Orkoraptor is a genus of medium-sized megaraptoran theropod dinosaur from the late Cretaceous Period of Argentina. It is known from incomplete fossil remains including parts of the skull, teeth, tail vertebrae, and a partial tibia. The specialized teeth resemble those of some maniraptoriform theropods, namely the deinonychosaurs and compsognathids. This and other anatomical features led the authors who described it (Novas, Ezcurra, and Lecuona) to suggest that it was a maniraptoran coelurosaur. However, subsequent studies found it to be a megaraptoran. Found in the Cerro Fortaleza Formation of Southern Patagonia, it is one of the southernmost carnivorous dinosaurs known from South America.

==Etymology==

The name Orkoraptor means "Toothed River thief", and was derived from the Aoniken "Orr-Korr", the local name for the La Leona River, located near the original fossil site. The species name honors Coleman Burke, an amateur paleontologist who supported the expedition that collected the original fossils.

==Description==
Orkoraptor was a medium-sized theropod, measuring 8.4 m long and weighing 1400 kg. The holotype, MPM-Pv 3457 was excavated in 2001 and consists of a right postorbital, a right quadratojugal, a probable right coronoid, eight isolated teeth, the intercentrum of the atlas and its right neurapophysis, two proximal caudal vertebrae, the proximal half of the right tibia, eight fragmentary ribs, and three incomplete chevrons. It was initially believed to be a coelurosaur due to the upturned anterior process of the postorbital as well as specialized teeth which are unserrated on the mesial (front) side and have an 8-shaped cross section, similar to those of dromaeosaurids and compsognathids. However, many other features contradict those of these families and other coelurosaurs, so its original describers were unable to conclusively assign it to any specific family. They did note its similarity to a then-undescribed Patagonian theropod now known as Murusraptor.

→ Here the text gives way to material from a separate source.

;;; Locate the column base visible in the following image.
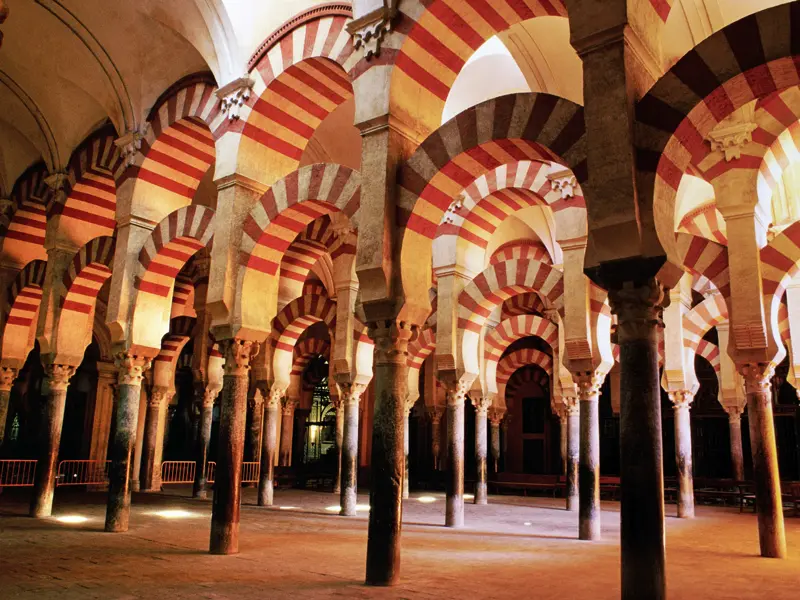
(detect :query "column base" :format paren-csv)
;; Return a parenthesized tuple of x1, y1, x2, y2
(209, 520, 238, 555)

More recent analyses have explained that these coelurosaur-like traits are also present in some megaraptorans. For example, Orkoraptor's postorbital is almost identical to that of Aerosteon and the juvenile Megaraptor described in 2014 has teeth similar to those of Orkoraptor.

==Classification==
Orkoraptor was originally classified as Maniraptora incertae sedis. While the majority of phylogenetic trees recovered in its describers' analysis recovered it as a compsognathid, the describers considered this unlikely based on its much larger size and presence in much younger strata. Orkoraptor was subsequently recovered in Megaraptora, a clade including several other enigmatic medium to large theropods, which has variously been considered to be a member of Allosauroidea and Tyrannosauroidea. The phylogenetic trees in the publication of Gualicho shinyae have found megaraptorans to be either allosauroids or basal coelurosaurs.

==Provenance==
All known specimens of Orkoraptor were collected from the Pari Aike Formation, which is now considered by different authors to be either the middle section of the Mata Amarilla Formation, or merely an alternative name for the Cerro Fortaleza Formation. It was originally identified as coming from the Maastrichtian, and thus the youngest known megaraptoran, but more recently is considered to be from the Cenomanian to Santonian. The middle section of the Mata Amarilla Formation, whence Orkoraptor was collected, contains a tuff layer that has been dated to 96.2 ± 0.7 Ma, during the Cenomanian. However, the site where Orkoraptor is known from, Cerro Hornos, was recently reinterpreted as coming from the Campanian.